The End of the World: The future is into slightly misunderstood 20th-century kitsch as entertainment; use of pop song/video as atmosphere-building.
The Unquiet Dead: Alien invader that goes in for possession.
The Impossible Planet/The Satan Pit: Small crew, with a member who seems normal in some ways but is actually possessed and speaking with someone else's voice. The mechanic who dies is a trainee on their first trip.
Love and Monsters: A small group of people, initially trusting the Doctor, then turning on him because of the actions of another non-human.
Fear Her: The driver and mechanic as analogues for the nice council blokes. Alien "invader" who isn't actually invading, just doing its thing.
Gridlock: People trapped by transport media.
42: See TIP/TSP above, and add the possessed crewmember going in for repetition.
Voyage of the Damned: RTD does love his disaster movies, doesn't he?
Catchphrasewatch: "Allons-y," "Molto Bene", "No, don't do that," and another explanation that Donna's just a friend really.

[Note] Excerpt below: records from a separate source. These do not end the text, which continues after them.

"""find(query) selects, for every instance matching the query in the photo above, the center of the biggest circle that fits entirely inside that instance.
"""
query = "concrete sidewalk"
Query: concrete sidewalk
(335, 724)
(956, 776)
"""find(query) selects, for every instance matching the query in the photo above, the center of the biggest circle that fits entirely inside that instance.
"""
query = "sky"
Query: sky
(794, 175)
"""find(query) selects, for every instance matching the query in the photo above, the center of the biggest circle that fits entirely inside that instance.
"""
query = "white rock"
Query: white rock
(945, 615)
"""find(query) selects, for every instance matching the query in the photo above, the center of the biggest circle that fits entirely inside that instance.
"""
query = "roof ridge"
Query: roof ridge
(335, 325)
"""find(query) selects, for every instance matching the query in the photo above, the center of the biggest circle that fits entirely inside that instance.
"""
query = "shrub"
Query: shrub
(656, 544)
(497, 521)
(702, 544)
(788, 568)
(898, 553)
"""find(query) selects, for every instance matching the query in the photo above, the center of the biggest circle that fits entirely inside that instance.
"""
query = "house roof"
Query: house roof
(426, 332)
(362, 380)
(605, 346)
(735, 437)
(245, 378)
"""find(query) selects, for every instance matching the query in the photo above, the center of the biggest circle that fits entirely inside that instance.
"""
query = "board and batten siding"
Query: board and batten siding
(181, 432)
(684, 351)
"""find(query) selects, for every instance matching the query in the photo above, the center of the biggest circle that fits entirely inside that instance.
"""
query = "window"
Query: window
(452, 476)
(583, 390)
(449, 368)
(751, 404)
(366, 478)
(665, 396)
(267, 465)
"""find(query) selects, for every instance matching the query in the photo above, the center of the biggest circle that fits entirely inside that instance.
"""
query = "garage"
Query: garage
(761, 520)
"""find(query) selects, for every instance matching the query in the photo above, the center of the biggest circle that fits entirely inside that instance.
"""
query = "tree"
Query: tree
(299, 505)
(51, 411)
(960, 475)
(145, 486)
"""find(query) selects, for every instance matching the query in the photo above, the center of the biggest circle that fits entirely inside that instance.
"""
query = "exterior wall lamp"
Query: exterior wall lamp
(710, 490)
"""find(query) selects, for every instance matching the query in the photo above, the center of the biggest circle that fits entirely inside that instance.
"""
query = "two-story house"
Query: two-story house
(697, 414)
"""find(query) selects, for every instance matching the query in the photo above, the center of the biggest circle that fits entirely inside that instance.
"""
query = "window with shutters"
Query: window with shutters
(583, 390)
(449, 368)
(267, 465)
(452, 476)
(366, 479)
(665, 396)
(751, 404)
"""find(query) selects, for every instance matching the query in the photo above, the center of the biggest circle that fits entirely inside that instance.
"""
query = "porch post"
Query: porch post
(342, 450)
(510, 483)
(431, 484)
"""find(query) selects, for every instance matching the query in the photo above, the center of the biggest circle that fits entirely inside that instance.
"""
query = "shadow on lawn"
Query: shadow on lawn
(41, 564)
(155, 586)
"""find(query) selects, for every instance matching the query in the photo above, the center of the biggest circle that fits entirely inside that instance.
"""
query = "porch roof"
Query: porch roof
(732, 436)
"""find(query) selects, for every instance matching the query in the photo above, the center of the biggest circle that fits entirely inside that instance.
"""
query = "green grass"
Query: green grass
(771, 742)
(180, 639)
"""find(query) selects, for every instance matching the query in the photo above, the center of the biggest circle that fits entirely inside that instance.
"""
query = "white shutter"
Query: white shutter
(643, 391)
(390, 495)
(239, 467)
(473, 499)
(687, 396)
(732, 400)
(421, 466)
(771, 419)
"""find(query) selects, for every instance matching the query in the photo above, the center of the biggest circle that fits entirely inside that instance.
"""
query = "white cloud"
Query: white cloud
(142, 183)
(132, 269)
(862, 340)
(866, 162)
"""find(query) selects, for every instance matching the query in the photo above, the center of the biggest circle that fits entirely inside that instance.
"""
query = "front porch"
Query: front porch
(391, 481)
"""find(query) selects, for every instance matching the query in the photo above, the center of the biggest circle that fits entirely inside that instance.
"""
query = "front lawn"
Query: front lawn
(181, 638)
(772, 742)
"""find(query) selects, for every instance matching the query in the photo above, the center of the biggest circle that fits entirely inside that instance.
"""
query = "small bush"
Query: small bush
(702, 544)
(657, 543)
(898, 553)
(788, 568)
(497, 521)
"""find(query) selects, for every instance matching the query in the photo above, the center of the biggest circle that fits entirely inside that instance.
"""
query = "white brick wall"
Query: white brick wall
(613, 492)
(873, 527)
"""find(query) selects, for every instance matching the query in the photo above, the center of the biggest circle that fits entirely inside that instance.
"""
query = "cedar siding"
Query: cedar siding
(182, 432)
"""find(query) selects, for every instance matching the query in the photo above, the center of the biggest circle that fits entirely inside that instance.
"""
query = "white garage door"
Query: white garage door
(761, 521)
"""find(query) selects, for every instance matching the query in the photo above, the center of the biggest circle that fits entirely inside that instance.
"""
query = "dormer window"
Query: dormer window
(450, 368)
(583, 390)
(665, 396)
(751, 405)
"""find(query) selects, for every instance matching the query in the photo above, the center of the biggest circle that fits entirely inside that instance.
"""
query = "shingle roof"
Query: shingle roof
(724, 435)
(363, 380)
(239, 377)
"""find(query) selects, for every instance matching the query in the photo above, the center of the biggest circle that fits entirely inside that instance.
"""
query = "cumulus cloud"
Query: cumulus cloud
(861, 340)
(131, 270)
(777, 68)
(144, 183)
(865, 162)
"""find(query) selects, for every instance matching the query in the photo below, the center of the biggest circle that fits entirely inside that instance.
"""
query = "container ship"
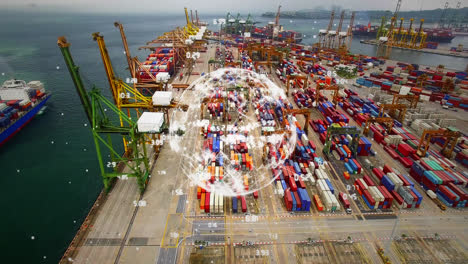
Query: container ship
(433, 34)
(19, 103)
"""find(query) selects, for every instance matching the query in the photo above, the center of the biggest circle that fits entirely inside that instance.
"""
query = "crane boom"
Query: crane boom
(131, 66)
(277, 16)
(442, 17)
(397, 9)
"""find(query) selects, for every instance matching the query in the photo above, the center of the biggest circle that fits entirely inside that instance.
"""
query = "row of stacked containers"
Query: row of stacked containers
(401, 79)
(161, 60)
(10, 110)
(448, 185)
(430, 172)
(234, 143)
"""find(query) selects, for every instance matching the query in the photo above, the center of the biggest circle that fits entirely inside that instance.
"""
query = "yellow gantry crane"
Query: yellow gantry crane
(126, 96)
(295, 77)
(413, 99)
(418, 39)
(190, 28)
(392, 109)
(404, 37)
(450, 136)
(134, 65)
(388, 121)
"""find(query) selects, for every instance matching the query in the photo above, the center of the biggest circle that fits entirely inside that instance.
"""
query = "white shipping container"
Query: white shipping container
(431, 194)
(150, 122)
(13, 94)
(221, 203)
(212, 202)
(162, 98)
(364, 184)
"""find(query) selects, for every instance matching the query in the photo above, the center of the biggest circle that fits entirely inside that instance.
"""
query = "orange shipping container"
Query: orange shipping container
(346, 175)
(202, 202)
(318, 203)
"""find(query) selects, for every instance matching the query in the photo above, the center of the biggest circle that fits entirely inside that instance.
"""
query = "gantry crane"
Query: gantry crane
(332, 130)
(276, 28)
(447, 86)
(421, 79)
(102, 127)
(134, 65)
(396, 36)
(190, 28)
(418, 37)
(335, 43)
(333, 87)
(404, 38)
(124, 95)
(323, 34)
(264, 63)
(295, 77)
(413, 99)
(207, 100)
(384, 47)
(388, 121)
(345, 44)
(381, 31)
(443, 18)
(305, 112)
(450, 136)
(392, 108)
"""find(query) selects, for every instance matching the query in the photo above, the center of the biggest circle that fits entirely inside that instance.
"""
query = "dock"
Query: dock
(163, 225)
(443, 52)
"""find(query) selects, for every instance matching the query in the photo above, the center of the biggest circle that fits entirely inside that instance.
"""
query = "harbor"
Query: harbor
(194, 143)
(173, 222)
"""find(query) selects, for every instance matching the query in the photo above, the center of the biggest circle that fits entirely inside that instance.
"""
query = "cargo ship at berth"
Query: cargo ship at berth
(433, 34)
(19, 103)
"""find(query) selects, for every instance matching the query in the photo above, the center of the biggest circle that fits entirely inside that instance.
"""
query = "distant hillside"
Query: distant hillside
(430, 16)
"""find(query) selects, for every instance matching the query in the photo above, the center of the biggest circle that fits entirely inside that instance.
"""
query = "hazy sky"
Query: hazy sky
(220, 6)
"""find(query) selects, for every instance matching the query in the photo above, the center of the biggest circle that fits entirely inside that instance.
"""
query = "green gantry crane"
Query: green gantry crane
(335, 130)
(94, 104)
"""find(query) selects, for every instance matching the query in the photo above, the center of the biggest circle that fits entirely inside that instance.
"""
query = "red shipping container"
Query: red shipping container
(397, 197)
(448, 193)
(298, 200)
(368, 180)
(292, 184)
(369, 198)
(244, 204)
(300, 183)
(387, 169)
(255, 194)
(344, 200)
(378, 172)
(288, 199)
(207, 202)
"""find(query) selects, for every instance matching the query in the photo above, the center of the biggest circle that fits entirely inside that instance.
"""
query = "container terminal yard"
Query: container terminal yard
(262, 151)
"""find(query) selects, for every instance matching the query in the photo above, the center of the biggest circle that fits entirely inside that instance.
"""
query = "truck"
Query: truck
(344, 200)
(433, 196)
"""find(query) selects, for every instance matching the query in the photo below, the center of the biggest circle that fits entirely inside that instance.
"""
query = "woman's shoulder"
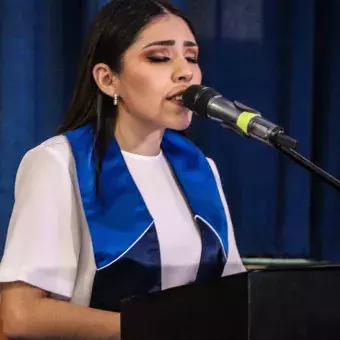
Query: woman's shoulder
(53, 150)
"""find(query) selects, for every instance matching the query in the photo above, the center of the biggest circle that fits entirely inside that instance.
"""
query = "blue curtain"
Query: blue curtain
(281, 57)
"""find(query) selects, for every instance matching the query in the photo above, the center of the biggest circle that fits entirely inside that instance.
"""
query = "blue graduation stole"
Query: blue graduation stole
(123, 233)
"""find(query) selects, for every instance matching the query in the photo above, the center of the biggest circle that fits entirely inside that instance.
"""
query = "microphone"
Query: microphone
(206, 102)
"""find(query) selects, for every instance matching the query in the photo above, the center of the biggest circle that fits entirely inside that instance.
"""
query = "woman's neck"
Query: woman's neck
(138, 137)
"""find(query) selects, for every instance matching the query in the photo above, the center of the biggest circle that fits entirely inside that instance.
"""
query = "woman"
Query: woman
(119, 203)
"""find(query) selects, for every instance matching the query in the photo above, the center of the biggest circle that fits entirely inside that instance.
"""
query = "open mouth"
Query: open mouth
(176, 99)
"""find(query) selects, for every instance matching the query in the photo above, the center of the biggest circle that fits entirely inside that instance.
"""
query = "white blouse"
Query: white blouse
(48, 242)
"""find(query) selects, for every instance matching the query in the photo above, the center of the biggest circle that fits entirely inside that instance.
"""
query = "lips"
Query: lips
(176, 97)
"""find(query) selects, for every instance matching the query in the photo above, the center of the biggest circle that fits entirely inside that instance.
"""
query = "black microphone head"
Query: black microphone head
(197, 97)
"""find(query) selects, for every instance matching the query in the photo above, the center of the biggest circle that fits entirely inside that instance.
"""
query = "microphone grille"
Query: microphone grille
(197, 97)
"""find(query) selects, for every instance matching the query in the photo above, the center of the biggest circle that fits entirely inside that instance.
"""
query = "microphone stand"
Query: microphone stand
(287, 145)
(307, 164)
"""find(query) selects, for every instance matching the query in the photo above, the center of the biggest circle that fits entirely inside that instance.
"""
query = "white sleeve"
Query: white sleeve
(43, 241)
(234, 263)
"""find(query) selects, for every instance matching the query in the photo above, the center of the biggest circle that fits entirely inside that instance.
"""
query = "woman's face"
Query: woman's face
(161, 63)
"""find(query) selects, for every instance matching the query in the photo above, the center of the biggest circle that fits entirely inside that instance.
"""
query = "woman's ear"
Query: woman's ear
(105, 79)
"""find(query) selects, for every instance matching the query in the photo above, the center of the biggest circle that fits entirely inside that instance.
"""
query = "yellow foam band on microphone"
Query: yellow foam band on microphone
(243, 120)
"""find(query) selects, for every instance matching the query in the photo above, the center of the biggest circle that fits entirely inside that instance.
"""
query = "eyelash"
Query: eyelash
(166, 59)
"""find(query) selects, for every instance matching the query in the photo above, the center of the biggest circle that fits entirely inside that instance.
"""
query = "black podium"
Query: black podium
(285, 304)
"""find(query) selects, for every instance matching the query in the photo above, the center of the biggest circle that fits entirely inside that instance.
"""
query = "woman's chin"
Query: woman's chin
(181, 122)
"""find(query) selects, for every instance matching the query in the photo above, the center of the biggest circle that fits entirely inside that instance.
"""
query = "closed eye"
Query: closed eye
(158, 59)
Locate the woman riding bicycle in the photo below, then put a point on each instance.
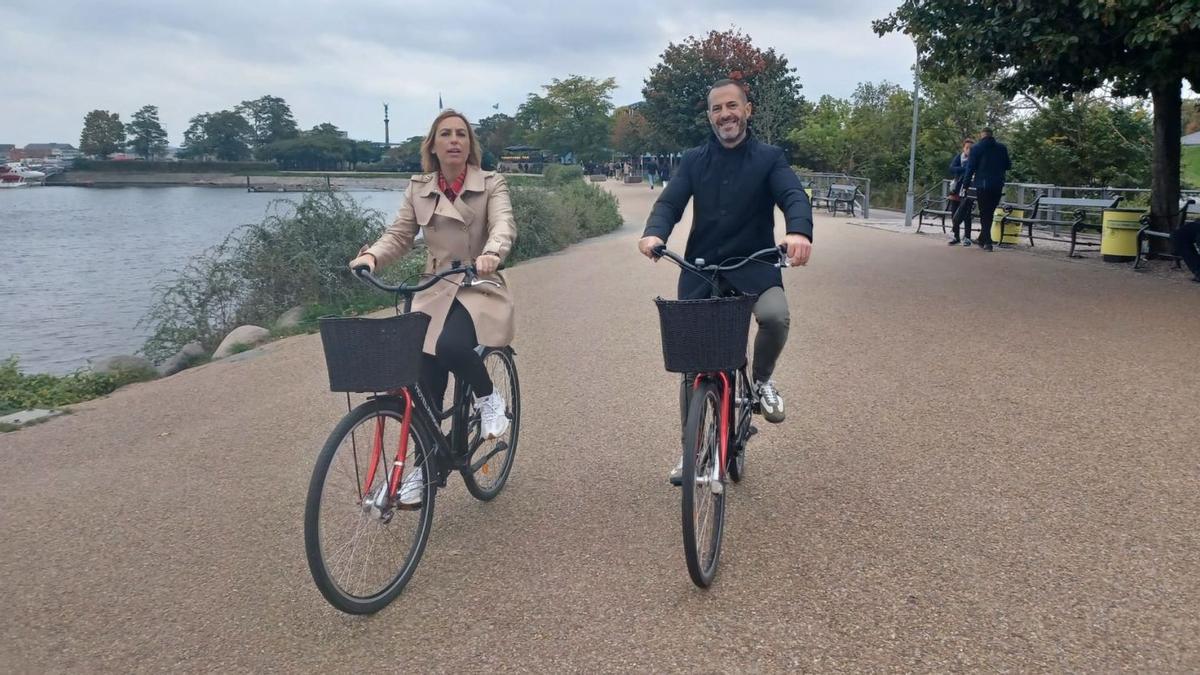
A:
(465, 215)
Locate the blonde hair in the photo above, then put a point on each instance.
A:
(430, 162)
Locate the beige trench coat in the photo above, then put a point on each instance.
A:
(479, 220)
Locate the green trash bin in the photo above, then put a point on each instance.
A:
(1012, 230)
(1119, 234)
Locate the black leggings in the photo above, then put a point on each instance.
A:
(961, 215)
(455, 353)
(988, 202)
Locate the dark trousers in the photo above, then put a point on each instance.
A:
(988, 202)
(1183, 242)
(963, 215)
(455, 353)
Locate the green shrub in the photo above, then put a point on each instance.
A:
(544, 223)
(593, 210)
(23, 392)
(295, 256)
(563, 174)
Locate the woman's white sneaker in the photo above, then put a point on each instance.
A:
(412, 488)
(771, 402)
(493, 418)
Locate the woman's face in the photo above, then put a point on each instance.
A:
(451, 142)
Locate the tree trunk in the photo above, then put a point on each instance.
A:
(1164, 185)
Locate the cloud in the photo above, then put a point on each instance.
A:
(335, 61)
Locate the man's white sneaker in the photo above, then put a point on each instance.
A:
(493, 418)
(771, 402)
(676, 476)
(412, 488)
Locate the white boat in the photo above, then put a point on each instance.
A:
(15, 174)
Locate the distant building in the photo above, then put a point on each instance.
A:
(60, 151)
(521, 159)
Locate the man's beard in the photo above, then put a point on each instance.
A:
(738, 132)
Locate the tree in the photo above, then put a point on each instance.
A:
(496, 132)
(148, 138)
(270, 118)
(364, 153)
(225, 135)
(327, 129)
(573, 117)
(630, 131)
(102, 133)
(823, 142)
(1087, 141)
(1067, 47)
(677, 90)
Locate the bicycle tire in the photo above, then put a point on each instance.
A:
(701, 448)
(487, 489)
(367, 523)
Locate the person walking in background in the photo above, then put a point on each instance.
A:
(987, 165)
(652, 172)
(1183, 240)
(959, 203)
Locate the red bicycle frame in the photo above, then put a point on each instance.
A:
(401, 451)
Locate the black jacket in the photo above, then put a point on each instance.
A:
(987, 166)
(736, 192)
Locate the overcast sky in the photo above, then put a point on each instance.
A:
(340, 60)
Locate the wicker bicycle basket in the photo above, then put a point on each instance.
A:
(373, 354)
(705, 335)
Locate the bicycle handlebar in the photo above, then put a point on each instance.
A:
(661, 251)
(472, 279)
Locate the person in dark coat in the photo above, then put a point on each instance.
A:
(736, 183)
(960, 203)
(985, 171)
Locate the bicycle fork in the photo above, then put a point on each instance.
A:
(715, 479)
(383, 499)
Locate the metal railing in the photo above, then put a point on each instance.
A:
(820, 184)
(1024, 193)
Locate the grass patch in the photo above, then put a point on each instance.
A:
(19, 390)
(1189, 167)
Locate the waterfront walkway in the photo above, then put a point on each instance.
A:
(989, 463)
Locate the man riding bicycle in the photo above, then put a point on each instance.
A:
(736, 183)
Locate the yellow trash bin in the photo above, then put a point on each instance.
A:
(1012, 230)
(1119, 236)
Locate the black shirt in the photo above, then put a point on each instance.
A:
(736, 192)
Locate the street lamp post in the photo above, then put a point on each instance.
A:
(912, 143)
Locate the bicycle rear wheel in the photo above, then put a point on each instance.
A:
(495, 457)
(363, 548)
(703, 507)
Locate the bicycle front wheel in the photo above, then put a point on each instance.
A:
(492, 460)
(703, 499)
(361, 545)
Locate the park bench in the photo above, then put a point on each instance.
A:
(844, 195)
(1145, 234)
(930, 208)
(1044, 208)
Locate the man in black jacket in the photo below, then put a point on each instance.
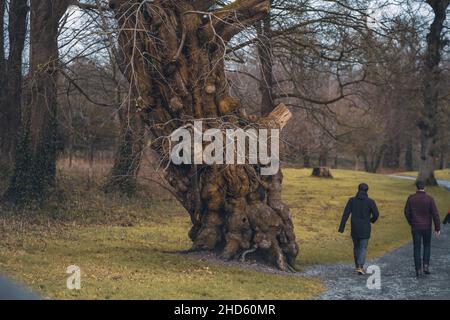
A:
(420, 211)
(364, 211)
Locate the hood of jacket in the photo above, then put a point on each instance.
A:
(361, 195)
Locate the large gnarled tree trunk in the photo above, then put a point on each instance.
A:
(175, 51)
(429, 122)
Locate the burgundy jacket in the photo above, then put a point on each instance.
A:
(420, 209)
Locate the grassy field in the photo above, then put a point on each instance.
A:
(127, 248)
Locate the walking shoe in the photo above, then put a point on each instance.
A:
(360, 271)
(426, 270)
(419, 274)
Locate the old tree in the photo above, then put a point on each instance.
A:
(173, 56)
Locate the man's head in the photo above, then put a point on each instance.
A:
(363, 187)
(420, 185)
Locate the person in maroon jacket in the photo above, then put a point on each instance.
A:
(420, 211)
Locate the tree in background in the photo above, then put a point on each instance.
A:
(35, 160)
(11, 74)
(430, 115)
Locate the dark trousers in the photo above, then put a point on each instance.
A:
(420, 236)
(359, 251)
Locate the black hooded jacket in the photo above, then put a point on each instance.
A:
(364, 211)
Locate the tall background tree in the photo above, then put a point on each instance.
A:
(430, 113)
(35, 161)
(11, 74)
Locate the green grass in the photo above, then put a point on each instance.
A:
(126, 248)
(317, 206)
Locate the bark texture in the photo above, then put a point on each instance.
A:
(35, 161)
(174, 54)
(11, 75)
(429, 123)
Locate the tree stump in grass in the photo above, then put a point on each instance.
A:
(322, 172)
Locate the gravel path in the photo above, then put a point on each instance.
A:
(398, 279)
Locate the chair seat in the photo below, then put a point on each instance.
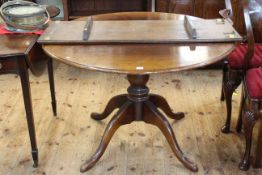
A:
(254, 83)
(236, 58)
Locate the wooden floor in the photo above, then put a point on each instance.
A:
(66, 141)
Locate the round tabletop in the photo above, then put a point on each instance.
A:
(139, 58)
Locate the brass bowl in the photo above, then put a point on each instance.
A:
(24, 16)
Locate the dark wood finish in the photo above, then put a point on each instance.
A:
(77, 8)
(199, 8)
(18, 53)
(137, 58)
(23, 73)
(251, 113)
(136, 31)
(250, 109)
(232, 78)
(138, 61)
(138, 105)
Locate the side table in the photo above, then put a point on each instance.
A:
(18, 53)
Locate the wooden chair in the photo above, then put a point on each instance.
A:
(235, 63)
(251, 113)
(251, 73)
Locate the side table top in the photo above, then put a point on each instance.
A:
(139, 58)
(16, 44)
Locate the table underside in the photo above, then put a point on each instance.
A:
(138, 105)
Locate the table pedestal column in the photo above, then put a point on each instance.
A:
(138, 105)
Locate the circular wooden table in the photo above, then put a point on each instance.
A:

Old Skool Who: "The Green Death," "Planet of the Spiders" and associated Pertwee-era stories (Doctor extolls virtues of paradise planet which turns out to contain some hostile lifeforms); "The Deadly Assassin" (companionless story). "The Horror of Fang Rock" (alien starts taking over members of small ensemble cast trapped in a perilous location, causing them to fight amongst themselves), though you could make a similar case for "The Image of the Fendahl," "Shakedown," etc. "Kinda" (possessed person who alternates between odd, animal-like movements and a kind of powerful sensual manner).
Everywhere else: Any disaster movie featuring a small group of slightly stereotypical individuals trapped in a small but imperilled environment, and/or any movie in which a mysterious entity possesses a vulnerable woman and wreaks havoc, and/or any of the recent spate of movies about emo teens whose parents don't get them (e.g. "Napoleon Dynamite"). Labyrinth ("Jared"). Poltergeist (the alien's ability to affect the electrical systems).
I've recently been reminded that David Troughton played Bob Buzzard in A Very Peculiar Practice. Skinny, championship-squash-playing, Olympic-swimming, full-head-of-hair Bob Buzzard. My word, hasn't he changed?